Jeżeli znajdziesz interesujące Cię szkolenie to dotrzyj do osób, które z niego już korzystały. Naprawdę korzystały, a nie tylko przekazują Ci co ktoś tam kiedyś im mówił czy słyszał. Takie bzdety zostaw dla troli. Chcesz za coś zapłacić poszukaj opinii osób które już korzystały. To moim zdaniem jest najbardziej miarodajne. Jeżeli ktoś kto Cię szkoli udostępni Ci historię swoich zagrań, masz podawliny tego, że uczy etycznie bo giełda mu na to pozwala. Ale w pełni rozumiem również tych, którzy szkolą, ale wyciągów nie udostępnią. Wiem, że to byłoby bardziej fair, ale każdy ma swoją granicę prywatności.

Szukaj szkoleń, które klientów zdobywają przez dobre opinie, a nie oczojebny marketing, tkliwe teksty i nagrania video. Emocje zawsze podsycają sprzedaż. W tradingu jednak, szkolenia mają przekazać przede wszystkim Warsztat. Na tym bazuj.

 

 

Czy sam skorzystałem z jakiegoś szkolenia?

Tak skorzystałem raz. I przyznam się, że nawet nie tak dawno temu bo w zeszłym roku. Skorzystałem, bo mnie bardzo zaintrygowało, szczególnie dlatego że mam bardzo zbliżone strategie do gościa, który to szkolenie opracował. Nie było to szkolenie 1 na 1, bo nawet mi to nie było potrzebne. To było na bazie nagrań sesyjnych, czyli czegoś co sobie cenię bo sam w ten sposób przekazuje wiedzę na moim kanale na youtube. Byłem ciekaw jak u niego wygląda proces decyzyjny, bo grając praktycznie zbliżone strategie, stwierdziłem że może coś z jego pomysłów wrzucę do siebie. I wrzuciłem. Ja, gość który niby ma tyle lat doświadczenia. Ale tak jak pisałem w dziale "Twój start". Ja też się stale uczę, rozwijam, szukam lepszych od siebie by przekraczać jakieś bariery. Nie będę nigdy oceniał decyzji kogoś kto dopiero startuje. To co dla mnie wydaje się banałem, dla niego jest czarną magią. Ale również kiedyś było czarną magią dla mnie.

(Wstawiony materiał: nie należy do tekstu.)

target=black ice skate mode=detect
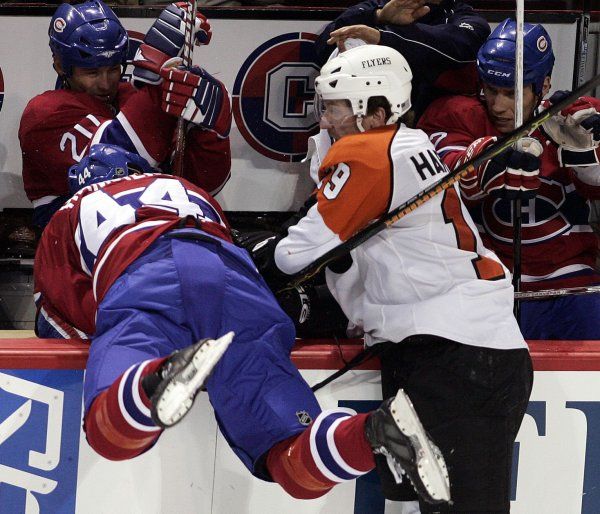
[144,332,234,428]
[365,389,450,503]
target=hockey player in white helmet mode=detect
[260,45,532,512]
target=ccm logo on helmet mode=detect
[362,57,392,68]
[54,18,67,32]
[487,70,510,78]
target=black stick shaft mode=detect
[284,74,600,289]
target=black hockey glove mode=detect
[275,284,348,338]
[234,230,283,275]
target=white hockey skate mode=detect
[365,389,450,503]
[150,332,234,428]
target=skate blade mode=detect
[156,332,234,427]
[390,389,450,502]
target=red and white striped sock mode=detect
[84,357,166,460]
[267,408,375,499]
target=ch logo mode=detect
[232,32,319,162]
[0,373,64,514]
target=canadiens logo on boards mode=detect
[232,32,319,162]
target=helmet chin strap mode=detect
[356,114,365,132]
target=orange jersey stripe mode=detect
[317,125,398,241]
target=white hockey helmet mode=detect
[315,45,412,126]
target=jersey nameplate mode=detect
[410,150,448,180]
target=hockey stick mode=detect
[515,286,600,301]
[311,344,385,393]
[283,70,600,290]
[173,0,198,177]
[511,0,525,326]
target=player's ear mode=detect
[52,55,65,77]
[373,107,387,127]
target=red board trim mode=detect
[0,338,600,371]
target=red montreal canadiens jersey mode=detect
[34,174,231,337]
[419,96,600,290]
[19,83,231,201]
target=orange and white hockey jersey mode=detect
[275,125,525,349]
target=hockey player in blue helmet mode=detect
[477,19,554,134]
[420,20,600,340]
[48,0,129,98]
[19,0,231,228]
[69,145,160,195]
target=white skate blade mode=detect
[390,389,450,502]
[156,332,234,427]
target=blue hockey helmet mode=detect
[477,18,554,95]
[68,144,157,195]
[48,0,129,77]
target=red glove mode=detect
[133,2,212,87]
[542,91,600,167]
[457,137,543,200]
[160,66,231,137]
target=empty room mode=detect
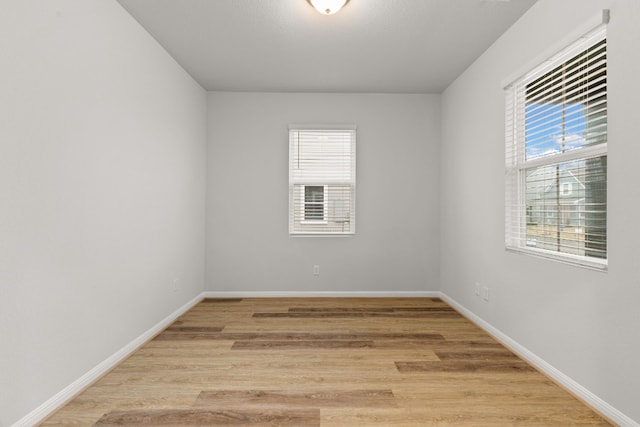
[0,0,640,427]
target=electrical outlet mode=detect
[482,286,489,301]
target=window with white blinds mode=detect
[289,126,356,235]
[505,26,607,269]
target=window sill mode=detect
[505,246,608,273]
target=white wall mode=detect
[207,93,440,292]
[440,0,640,422]
[0,0,207,426]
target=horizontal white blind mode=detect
[289,128,356,235]
[505,26,607,268]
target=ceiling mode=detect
[118,0,536,93]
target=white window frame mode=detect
[505,22,608,271]
[289,124,356,237]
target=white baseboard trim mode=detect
[441,293,640,427]
[12,294,203,427]
[202,291,441,298]
[12,291,640,427]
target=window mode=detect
[505,26,607,269]
[289,126,356,235]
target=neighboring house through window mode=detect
[289,125,356,235]
[505,20,607,269]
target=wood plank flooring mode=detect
[42,298,610,427]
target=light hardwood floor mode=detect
[42,298,610,427]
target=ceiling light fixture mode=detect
[307,0,349,15]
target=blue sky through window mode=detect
[525,103,586,160]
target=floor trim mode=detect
[441,293,640,427]
[12,294,203,427]
[202,291,442,298]
[12,291,640,427]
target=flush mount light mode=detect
[307,0,349,15]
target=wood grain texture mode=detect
[95,409,320,427]
[42,298,610,427]
[194,390,397,408]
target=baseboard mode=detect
[12,291,640,427]
[202,291,441,298]
[440,293,640,427]
[12,294,203,427]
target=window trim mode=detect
[288,123,357,237]
[505,24,609,271]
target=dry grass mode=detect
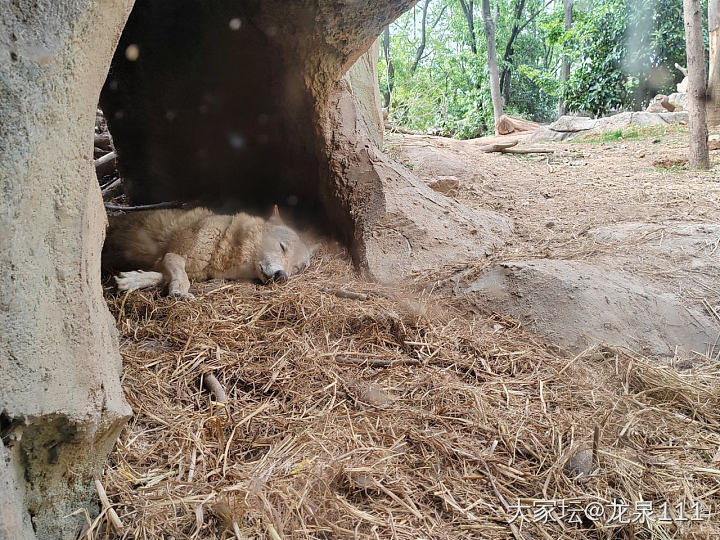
[93,250,720,539]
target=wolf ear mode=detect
[268,204,283,223]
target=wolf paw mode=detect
[115,270,144,291]
[168,291,195,300]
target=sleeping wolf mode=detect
[103,206,311,296]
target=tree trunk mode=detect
[460,0,477,54]
[410,0,430,73]
[0,0,132,540]
[707,0,720,127]
[382,25,395,109]
[558,0,573,116]
[482,0,503,130]
[500,0,529,104]
[683,0,710,169]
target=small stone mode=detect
[430,176,460,197]
[563,448,595,480]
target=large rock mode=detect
[461,259,718,357]
[0,0,132,540]
[102,0,509,281]
[528,111,688,142]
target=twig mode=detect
[203,373,227,403]
[93,476,124,533]
[335,356,422,367]
[478,139,518,152]
[101,178,122,197]
[500,148,555,154]
[320,287,369,300]
[105,201,183,212]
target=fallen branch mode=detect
[320,287,370,300]
[500,148,555,154]
[105,201,183,212]
[335,356,422,367]
[478,139,518,152]
[93,133,113,151]
[93,476,124,534]
[385,122,427,135]
[478,140,555,154]
[101,178,122,199]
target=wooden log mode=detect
[478,139,518,152]
[105,201,182,212]
[101,178,122,200]
[94,132,113,152]
[95,151,117,178]
[495,114,540,135]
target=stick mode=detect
[335,356,422,367]
[500,148,555,154]
[101,178,122,198]
[93,476,124,533]
[93,133,112,150]
[320,287,369,300]
[203,373,227,403]
[105,201,183,212]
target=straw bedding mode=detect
[94,252,720,539]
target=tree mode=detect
[410,0,430,73]
[707,0,720,126]
[460,0,477,54]
[482,0,503,129]
[382,25,395,109]
[558,0,573,116]
[683,0,710,169]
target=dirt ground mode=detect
[97,124,720,540]
[386,127,720,356]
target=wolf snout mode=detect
[258,263,288,283]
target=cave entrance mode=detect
[100,0,327,221]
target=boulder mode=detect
[460,259,718,357]
[0,0,132,540]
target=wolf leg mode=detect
[160,253,193,298]
[115,270,165,291]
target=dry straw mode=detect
[93,254,720,540]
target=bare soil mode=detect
[386,127,720,357]
[97,125,720,540]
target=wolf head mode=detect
[255,206,312,283]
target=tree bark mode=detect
[410,0,430,73]
[683,0,710,169]
[707,0,720,126]
[482,0,503,130]
[0,0,132,540]
[382,25,395,109]
[460,0,477,54]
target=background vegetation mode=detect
[379,0,706,138]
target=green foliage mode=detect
[378,0,704,138]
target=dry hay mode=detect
[93,254,720,539]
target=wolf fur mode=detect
[103,207,312,296]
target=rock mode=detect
[668,92,688,112]
[101,0,510,281]
[563,448,595,481]
[528,111,688,143]
[0,0,132,540]
[429,176,460,197]
[460,259,717,357]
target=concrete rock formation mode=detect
[461,259,718,358]
[101,0,509,281]
[0,0,132,540]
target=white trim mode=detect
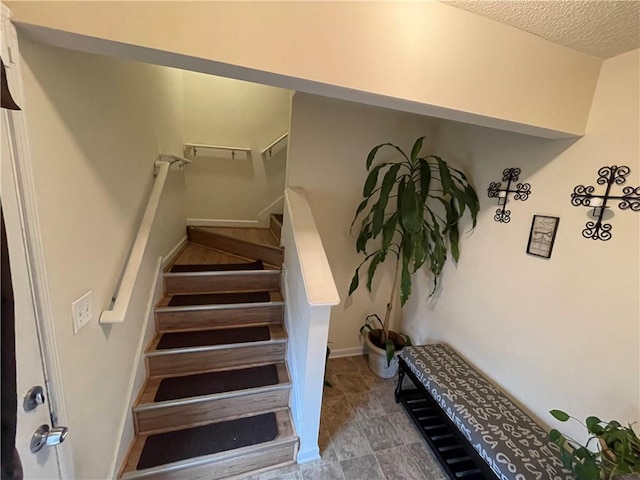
[280,264,302,436]
[2,4,75,478]
[329,345,364,358]
[108,260,164,478]
[187,218,258,228]
[162,235,187,269]
[296,447,320,463]
[258,194,284,228]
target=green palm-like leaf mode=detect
[367,143,409,170]
[356,223,372,253]
[349,268,360,295]
[400,180,422,233]
[371,164,400,238]
[549,410,571,422]
[367,252,382,291]
[411,137,426,165]
[362,163,389,197]
[384,339,396,367]
[433,155,453,194]
[420,158,431,204]
[382,212,398,253]
[449,223,460,263]
[349,137,479,312]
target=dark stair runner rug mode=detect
[137,413,278,470]
[154,365,278,402]
[171,260,264,273]
[156,326,271,350]
[169,292,271,307]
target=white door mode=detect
[0,9,61,480]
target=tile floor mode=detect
[246,356,447,480]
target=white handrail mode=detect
[100,158,172,323]
[284,188,340,307]
[260,132,289,157]
[156,153,193,168]
[282,188,340,463]
[184,143,251,158]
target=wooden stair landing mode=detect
[120,246,298,480]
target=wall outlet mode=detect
[71,290,93,335]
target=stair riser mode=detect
[269,217,282,243]
[146,343,285,377]
[134,389,291,433]
[125,442,298,480]
[164,271,280,295]
[156,305,284,332]
[187,228,284,266]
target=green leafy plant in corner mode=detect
[360,313,411,366]
[549,410,640,480]
[349,137,480,360]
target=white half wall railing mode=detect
[282,188,340,463]
[260,132,289,158]
[100,153,191,323]
[184,143,251,160]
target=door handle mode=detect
[29,424,69,453]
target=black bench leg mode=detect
[395,361,404,403]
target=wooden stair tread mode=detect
[169,241,279,272]
[163,270,282,295]
[187,227,284,266]
[121,410,297,479]
[119,227,299,480]
[168,260,264,273]
[156,291,283,309]
[146,324,287,354]
[134,363,291,410]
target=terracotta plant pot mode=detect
[365,329,405,378]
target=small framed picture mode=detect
[527,215,560,258]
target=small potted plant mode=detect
[349,137,480,378]
[549,410,640,480]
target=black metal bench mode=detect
[396,344,573,480]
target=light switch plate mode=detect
[71,290,93,335]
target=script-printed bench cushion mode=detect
[400,343,573,480]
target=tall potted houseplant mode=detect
[549,410,640,480]
[349,137,479,378]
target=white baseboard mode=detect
[162,235,187,268]
[296,447,320,463]
[329,345,364,358]
[187,218,258,228]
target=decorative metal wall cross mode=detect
[571,165,640,241]
[488,168,531,223]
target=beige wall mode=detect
[184,72,290,220]
[8,1,602,136]
[287,93,435,354]
[288,51,640,437]
[20,37,185,478]
[405,50,640,437]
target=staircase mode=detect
[120,218,298,480]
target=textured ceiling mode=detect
[440,0,640,58]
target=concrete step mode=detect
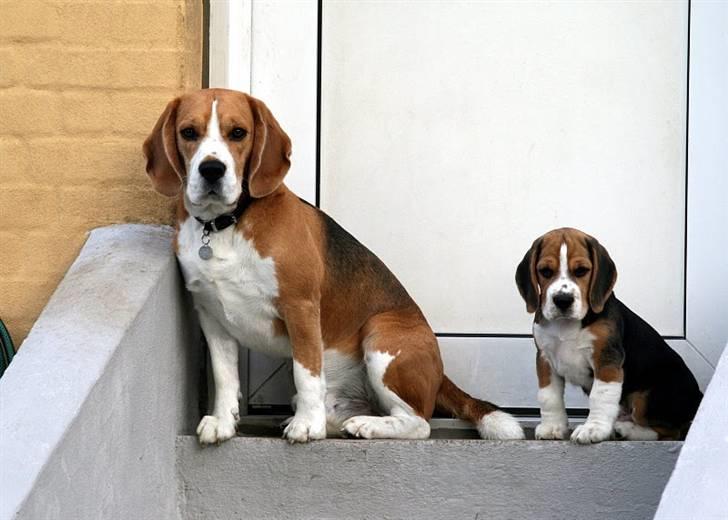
[176,420,682,520]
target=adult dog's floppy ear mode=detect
[247,96,291,198]
[516,238,543,312]
[586,237,617,314]
[143,98,184,197]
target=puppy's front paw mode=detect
[536,422,569,440]
[571,420,612,444]
[197,415,235,446]
[283,415,326,444]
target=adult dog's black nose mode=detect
[200,159,225,182]
[554,293,574,311]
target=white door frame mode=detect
[209,0,728,407]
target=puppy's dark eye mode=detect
[574,266,589,278]
[179,126,197,141]
[230,126,248,141]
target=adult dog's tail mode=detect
[436,376,525,440]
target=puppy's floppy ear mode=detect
[143,98,184,197]
[516,237,543,312]
[586,237,617,314]
[247,96,291,198]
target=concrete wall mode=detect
[0,225,201,520]
[178,436,681,520]
[655,345,728,520]
[0,0,202,345]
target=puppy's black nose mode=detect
[200,159,225,182]
[554,293,574,311]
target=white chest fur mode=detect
[177,217,291,357]
[533,320,594,391]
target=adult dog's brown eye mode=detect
[230,126,248,141]
[179,126,197,141]
[574,266,589,278]
[538,267,554,278]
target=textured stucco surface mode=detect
[177,436,681,520]
[0,225,200,520]
[0,0,202,345]
[655,345,728,520]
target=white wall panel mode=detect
[322,0,688,335]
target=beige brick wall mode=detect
[0,0,202,345]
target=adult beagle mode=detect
[516,228,702,444]
[144,89,523,444]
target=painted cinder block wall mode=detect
[0,0,203,345]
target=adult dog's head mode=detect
[144,89,291,220]
[516,228,617,320]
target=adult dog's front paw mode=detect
[283,414,326,444]
[571,420,612,444]
[197,415,235,446]
[536,422,569,440]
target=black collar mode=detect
[195,197,248,233]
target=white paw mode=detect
[283,414,326,444]
[341,415,384,439]
[536,422,569,440]
[477,410,526,441]
[614,421,634,439]
[197,415,235,445]
[571,420,612,444]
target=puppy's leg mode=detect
[536,349,569,439]
[342,313,442,439]
[283,302,326,443]
[571,367,624,444]
[197,309,240,444]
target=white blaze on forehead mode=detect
[187,99,242,211]
[543,238,587,320]
[559,242,569,282]
[206,99,222,141]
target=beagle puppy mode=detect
[516,228,702,444]
[144,89,523,444]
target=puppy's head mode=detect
[516,228,617,320]
[144,89,291,219]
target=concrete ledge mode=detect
[177,436,682,520]
[0,225,200,520]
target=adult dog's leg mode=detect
[343,312,442,439]
[283,302,326,443]
[197,309,240,444]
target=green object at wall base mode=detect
[0,320,15,377]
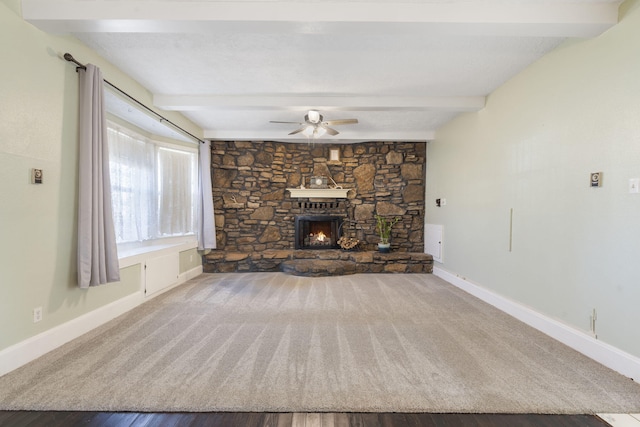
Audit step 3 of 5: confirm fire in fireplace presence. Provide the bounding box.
[295,215,342,249]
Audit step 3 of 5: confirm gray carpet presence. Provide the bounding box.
[0,273,640,413]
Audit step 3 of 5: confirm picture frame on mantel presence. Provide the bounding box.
[329,148,340,162]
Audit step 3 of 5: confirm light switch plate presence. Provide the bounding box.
[31,169,42,184]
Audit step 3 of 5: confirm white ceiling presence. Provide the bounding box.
[22,0,620,143]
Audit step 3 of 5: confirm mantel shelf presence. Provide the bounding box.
[287,188,350,199]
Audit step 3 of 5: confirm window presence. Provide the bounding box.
[107,123,198,243]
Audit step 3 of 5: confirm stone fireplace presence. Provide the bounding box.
[295,215,342,249]
[211,141,426,257]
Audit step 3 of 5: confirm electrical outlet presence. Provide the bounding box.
[33,307,42,323]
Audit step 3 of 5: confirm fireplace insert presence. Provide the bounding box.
[295,215,343,249]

Nie zapominaj nigdy o googlu. Tutaj znajdziesz naprawdę olbrzymie pokłady wiedzy, olbrzmią liczbę traderów, którzy piszą, nagrywają i wrzucają na twittera swoje zagrania. I to wszystko za free :)

 

Mam nadzieje, że ten tekst nieco pomoże Ci przed podjęciem decyzji czy skorzystać z jakiegoś szkolenia czy nie. Wybieraj mądrze. I pamiętaj, że zawsze najlepszym szkoleniem będzie realny trading.